The Online Encyclopedia and Dictionary






Project Gutenberg

Project Gutenberg (PG) was launched by Michael Hart in 1971 in order to provide a library, on what would later become the Internet, of free electronic versions (sometimes called e-texts) of physically existing books. The texts provided are mostly in the public domain, either because they were never under copyright, or because their copyrights have expired. There are also a few copyrighted texts that Gutenberg has made available with the authors' permission. The project was named after the 15th-century German printer Johannes Gutenberg who propelled the movable type printing press revolution. As of March 2005, Project Gutenberg claimed over 15,000 books in its collection.


General information

Project Gutenberg's database of e-texts were placed on CD-ROM, like the one shown above.
Project Gutenberg's database of e-texts were placed on CD-ROM, like the one shown above.

For the most part, Project Gutenberg concentrates on historically-significant literature and reference works. The slogan of the project is "break down the bars of ignorance and illiteracy", chosen because the project hopes to continue the work of spreading public literacy and appreciation for our literary heritage that public libraries began in the early 20th century. Whenever possible, Gutenberg releases are available in plain ASCII text. Other formats may be released as well, when submitted by volunteers. For years, there has been discussion of using some type of XML, although progress on that has been slow. Formats which are not easily editable, such as PDF, are generally not considered to fit in with the goals of Project Gutenberg, although a few have been added to the collection.

While most Project Gutenberg releases are in English, there are now significant numbers in German, French, Italian, Spanish, Dutch, Finnish, and Chinese, as well as a few in other languages. All Project Gutenberg texts may be obtained and redistributed by readers for no fee: the only restriction placed on redistribution is that the unaltered text must contain the Project Gutenberg header. If the redistributed text has been modified, the file must not be labelled as a Gutenberg text.

The project has released over 15,000 electronic books, almost entirely produced by volunteers, and remains active. Anyone can become a proofreader by signing up to the Distributed Proofreaders site [1], and volunteering to proof one page at a time.

Criticism has been levelled at some Project Gutenberg etexts for their lack of scholarly rigour, for example in the inadequate detailing of editions used and in the omission of original published prefaces and other critical apparatus.


In 1971, Michael Hart was attending the University of Illinois. Hart obtained access to a Xerox Sigma V mainframe computer in the university's Materials Research Lab, as he was friends with some of the operators. He was given an operator's account with a virtually unlimited amount of computer time; that account has since been variously estimated to have been loaded with $100,000 or $100,000,000 worth of time. Hart would never have been able to use up that much computer time. Nonetheless he wanted to 'give back' this gift and thought of something that would be worth that much money.

This particular computer happened to be one of the 15 nodes on the computer network that would become the Internet. Hart believed that computers would one day be accessible to the general public and decided to make works of literature available for free in electronic form. He happened to have a copy of the United States Declaration of Independence in his backpack, and this became the first Project Gutenberg e-text.
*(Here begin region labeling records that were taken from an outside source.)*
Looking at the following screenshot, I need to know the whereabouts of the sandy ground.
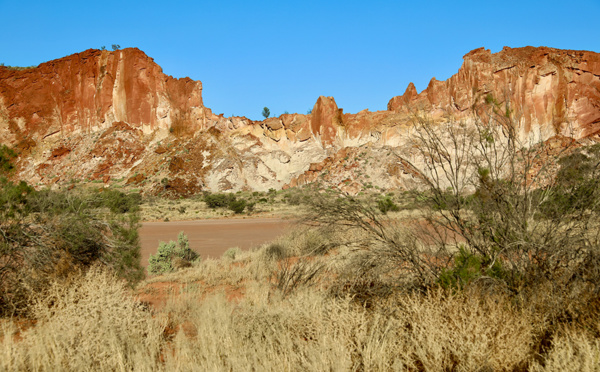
[139,218,291,267]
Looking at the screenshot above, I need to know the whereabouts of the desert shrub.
[0,179,144,312]
[204,194,235,209]
[223,247,242,261]
[264,243,287,260]
[377,196,400,214]
[148,231,199,275]
[228,199,247,214]
[530,329,600,372]
[438,245,504,289]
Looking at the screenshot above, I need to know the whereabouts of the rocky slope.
[0,47,600,195]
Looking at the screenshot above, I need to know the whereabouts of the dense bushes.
[204,194,255,214]
[0,182,143,312]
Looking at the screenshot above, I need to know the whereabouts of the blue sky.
[0,0,600,120]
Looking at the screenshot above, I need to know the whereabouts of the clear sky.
[0,0,600,119]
By the time the University of Illinois stopped hosting Project Gutenberg in the mid-1990s, Hart was running it from Illinois Benedictine College . Later he came to a similar arrangement with Carnegie Mellon University, which agreed to administer Project Gutenberg's finances. It was not until the year 2000 that Project Gutenberg was formally organized as an independent legal entity, and it is now a non-profit corporation chartered in Mississippi with an IRS ruling that donations to it are tax-deductible.
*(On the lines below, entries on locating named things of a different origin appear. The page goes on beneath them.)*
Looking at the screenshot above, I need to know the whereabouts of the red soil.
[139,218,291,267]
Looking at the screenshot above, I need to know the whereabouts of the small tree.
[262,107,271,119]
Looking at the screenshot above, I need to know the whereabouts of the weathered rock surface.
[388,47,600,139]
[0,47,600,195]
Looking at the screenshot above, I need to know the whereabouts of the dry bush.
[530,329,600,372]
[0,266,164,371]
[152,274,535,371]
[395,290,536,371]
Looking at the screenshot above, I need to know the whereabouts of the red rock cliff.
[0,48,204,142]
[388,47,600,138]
Since the Project's early days, the time required to digitize a book has decreased dramatically. Books are generally not typed in, but are instead converted into text with the aid of optical character recognition (OCR) software. Despite these advances, books still need to be heavily proofread and edited before they can be added to the collection.

Other projects inspired by Project Gutenberg


Project Gutenberg of Australia is an official sister project of PG. While the primary Gutenberg site is bound by U.S. copyright law and especially the Sonny Bono Copyright Term Extension Act which in some cases has retroactively extended the duration of copyright to ninety-five years, PG Australia produces e-texts in accordance with Australian copyright law, which differs from US law in defining when works enter the public domain. Specifically, works enter public domain under Australian law after only 50 years, so many more works of the 20th century may be freely distributed. Thus, PG Australia is able to produce and host e-texts that otherwise would be illegal for Project Gutenberg in the United States to host, while due to different copyright laws, some texts from the US project cannot be hosted there. PG Australia also focuses on digitizing Australian material. However, due to the negotiation of a renewed free trade agreement between Australia and the United States, the availability of these texts may not be continued, because of copyright changes included in the agreement.
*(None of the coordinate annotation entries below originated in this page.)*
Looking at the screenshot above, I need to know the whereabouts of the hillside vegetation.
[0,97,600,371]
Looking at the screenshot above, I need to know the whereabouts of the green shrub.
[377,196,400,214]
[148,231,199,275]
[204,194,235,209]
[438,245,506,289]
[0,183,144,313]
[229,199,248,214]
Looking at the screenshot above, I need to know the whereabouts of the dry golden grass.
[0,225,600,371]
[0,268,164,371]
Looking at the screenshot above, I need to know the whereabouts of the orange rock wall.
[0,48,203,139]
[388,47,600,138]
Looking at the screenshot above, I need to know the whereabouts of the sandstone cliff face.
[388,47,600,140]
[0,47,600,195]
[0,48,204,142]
PG-EU is a new sister project which operates under the copyright law of the European Union. One of its aims is to include as many languages as possible into Project Gutenberg. It operates in Unicode to ensure that all alphabets can be represented easily and correctly.

Aozora Bunko is a similar project in Japan, which focuses on digitizing non-copyrighted texts under Japan's copyright law and distributing them for free. Most of the texts provided are Japanese literature and translations from English literature.

Project Runeberg is a similar project for the Nordic language texts, begun in 1992.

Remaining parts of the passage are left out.